Saline-alkaline mediated chemotaxis in the plant growth-promoting rhizobacterium Enterobacter cloacae.
Yajun Fan, Hanna Wang, Haonan Guo, Jianing Zhao, Enke Cui, Shuang Lv, Meizhu Zheng
Abstract
Open AccessThe biomass, pH changes, and chemotaxis of Enterobacter cloacae (E. cloacae) DJ strain were assessed under various conditions using liquid culture and semi-solid agar plate. Concurrently, GABA concentration, GAD activity, and chemotactic gene expression were measured. The results demonstrated that DJ strain exhibited adaptability to saline-alkaline environments. After 4 h of culture, the pH value decreased, with more pronounced pH changes observed in the saline-alkaline groups. Semi-solid agar plate assays revealed that the DJ strain exhibited the strongest chemotaxis toward the saline-alkaline environment. The average migration radius of the DJ strain reached 1.64 ± 0.09 cm in the saline-alkaline environment after a 24-h cultivation, significantly exceeding the control group's value of 0.88 ± 0.097 cm. The DJ strain exhibited strong positive taxis toward the saline-alkaline environment. Na+ concentration was identified as the primary factor influencing the chemotactic behavior of DJ strain.

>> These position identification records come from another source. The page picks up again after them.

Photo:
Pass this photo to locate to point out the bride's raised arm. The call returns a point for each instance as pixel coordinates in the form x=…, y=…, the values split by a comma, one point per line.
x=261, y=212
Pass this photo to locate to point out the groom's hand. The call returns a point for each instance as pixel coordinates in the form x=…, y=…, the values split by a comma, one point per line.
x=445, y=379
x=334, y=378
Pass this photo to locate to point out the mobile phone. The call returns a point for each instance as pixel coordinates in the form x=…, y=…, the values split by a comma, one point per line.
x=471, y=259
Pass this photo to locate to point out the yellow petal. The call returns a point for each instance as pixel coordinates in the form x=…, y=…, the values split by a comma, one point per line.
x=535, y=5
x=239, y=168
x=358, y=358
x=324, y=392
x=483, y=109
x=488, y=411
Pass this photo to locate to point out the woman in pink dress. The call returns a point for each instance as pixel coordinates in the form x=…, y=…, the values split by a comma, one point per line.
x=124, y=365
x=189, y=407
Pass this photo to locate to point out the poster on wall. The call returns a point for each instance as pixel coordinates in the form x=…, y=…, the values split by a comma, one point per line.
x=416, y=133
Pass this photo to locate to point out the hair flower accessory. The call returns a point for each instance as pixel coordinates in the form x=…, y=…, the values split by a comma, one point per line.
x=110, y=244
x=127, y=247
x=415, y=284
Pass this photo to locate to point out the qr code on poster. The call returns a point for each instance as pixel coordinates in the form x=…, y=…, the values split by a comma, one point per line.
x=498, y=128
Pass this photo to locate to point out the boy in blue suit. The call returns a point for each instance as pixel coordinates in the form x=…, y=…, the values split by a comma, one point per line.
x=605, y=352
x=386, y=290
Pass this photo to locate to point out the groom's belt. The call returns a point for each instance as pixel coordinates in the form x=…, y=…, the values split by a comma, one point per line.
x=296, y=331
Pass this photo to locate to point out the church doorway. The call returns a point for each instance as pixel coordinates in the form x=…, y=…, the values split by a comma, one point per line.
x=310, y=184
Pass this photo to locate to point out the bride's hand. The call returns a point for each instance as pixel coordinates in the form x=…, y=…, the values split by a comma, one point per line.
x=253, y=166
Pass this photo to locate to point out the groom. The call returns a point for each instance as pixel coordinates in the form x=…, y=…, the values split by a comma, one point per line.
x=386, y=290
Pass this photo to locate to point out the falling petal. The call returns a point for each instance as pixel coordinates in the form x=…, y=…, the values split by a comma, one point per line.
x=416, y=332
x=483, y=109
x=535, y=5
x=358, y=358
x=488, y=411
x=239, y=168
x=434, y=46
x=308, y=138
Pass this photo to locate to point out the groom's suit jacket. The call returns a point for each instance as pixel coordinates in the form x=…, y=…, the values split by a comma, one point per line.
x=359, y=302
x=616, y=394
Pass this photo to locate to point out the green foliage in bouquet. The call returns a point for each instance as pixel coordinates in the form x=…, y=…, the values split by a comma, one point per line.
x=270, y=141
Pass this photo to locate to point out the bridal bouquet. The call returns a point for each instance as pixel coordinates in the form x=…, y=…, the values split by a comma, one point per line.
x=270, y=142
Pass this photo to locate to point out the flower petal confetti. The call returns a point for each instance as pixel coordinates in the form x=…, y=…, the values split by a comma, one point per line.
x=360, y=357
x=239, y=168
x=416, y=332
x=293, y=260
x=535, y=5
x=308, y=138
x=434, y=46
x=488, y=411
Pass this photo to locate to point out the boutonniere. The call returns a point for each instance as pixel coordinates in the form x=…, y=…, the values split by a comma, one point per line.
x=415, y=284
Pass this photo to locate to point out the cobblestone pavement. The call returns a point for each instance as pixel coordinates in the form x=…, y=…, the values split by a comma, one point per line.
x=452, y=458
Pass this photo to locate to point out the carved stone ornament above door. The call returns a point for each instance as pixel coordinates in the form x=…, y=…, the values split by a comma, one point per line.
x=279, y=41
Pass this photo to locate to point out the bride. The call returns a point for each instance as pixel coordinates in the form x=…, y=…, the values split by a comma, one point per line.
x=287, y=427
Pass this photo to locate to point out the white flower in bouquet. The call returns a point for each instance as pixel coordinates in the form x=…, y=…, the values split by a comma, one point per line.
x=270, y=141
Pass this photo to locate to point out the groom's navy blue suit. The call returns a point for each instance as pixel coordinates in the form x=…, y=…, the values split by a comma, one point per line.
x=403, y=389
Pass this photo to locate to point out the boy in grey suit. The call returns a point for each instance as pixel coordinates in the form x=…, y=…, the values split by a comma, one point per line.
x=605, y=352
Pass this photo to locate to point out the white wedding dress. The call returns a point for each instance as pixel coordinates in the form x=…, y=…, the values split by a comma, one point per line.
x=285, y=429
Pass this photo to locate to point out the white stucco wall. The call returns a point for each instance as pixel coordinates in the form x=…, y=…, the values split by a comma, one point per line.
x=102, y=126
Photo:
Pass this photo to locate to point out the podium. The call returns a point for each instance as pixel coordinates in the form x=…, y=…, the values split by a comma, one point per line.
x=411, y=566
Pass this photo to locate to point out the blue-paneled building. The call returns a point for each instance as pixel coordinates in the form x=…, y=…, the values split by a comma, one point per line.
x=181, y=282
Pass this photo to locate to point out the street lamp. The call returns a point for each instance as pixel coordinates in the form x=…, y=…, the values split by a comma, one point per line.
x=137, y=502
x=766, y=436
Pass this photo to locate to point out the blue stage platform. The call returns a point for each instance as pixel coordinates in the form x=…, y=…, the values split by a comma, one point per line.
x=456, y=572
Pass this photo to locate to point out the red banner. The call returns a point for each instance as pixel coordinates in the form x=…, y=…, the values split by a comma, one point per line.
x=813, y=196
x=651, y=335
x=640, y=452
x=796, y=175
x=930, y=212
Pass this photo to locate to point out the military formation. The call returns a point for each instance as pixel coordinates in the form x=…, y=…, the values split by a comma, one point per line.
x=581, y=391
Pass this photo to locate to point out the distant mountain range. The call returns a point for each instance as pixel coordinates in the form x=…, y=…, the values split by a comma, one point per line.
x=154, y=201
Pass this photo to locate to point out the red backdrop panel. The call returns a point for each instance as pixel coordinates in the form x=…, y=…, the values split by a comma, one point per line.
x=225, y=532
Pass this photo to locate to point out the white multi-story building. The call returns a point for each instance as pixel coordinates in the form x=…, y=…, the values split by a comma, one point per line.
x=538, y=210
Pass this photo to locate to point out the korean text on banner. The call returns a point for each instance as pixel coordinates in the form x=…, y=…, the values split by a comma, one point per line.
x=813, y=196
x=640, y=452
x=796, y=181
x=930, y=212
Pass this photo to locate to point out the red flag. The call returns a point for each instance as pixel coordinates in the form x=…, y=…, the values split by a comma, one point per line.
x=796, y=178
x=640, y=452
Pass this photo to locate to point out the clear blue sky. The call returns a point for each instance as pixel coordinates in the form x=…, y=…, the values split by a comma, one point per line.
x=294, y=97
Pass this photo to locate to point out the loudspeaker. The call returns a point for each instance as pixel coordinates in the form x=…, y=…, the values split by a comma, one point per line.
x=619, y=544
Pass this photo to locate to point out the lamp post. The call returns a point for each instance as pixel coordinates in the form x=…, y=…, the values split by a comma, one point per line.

The GABA content in the saline-alkali group and salt group was 13±0.38 µmol/l and 10.5±1.12 µmol/l, respectively. GAD enzyme activity peaked after 4 h of cultivation, then decreased progressively. qPCR results indicated that the expression of tsr and che-Y genes was up-regulated under saline-alkaline conditions. We propose a model whereby environmental Na+ activates GAD enzyme activity in the DJ strain, leading to increased GABA production that alters the bacterial microenvironment. In response, the DJ strain up-regulates chemotaxis-related gene expression, thereby modifying its behavior to adapt to the saline-alkaline environment.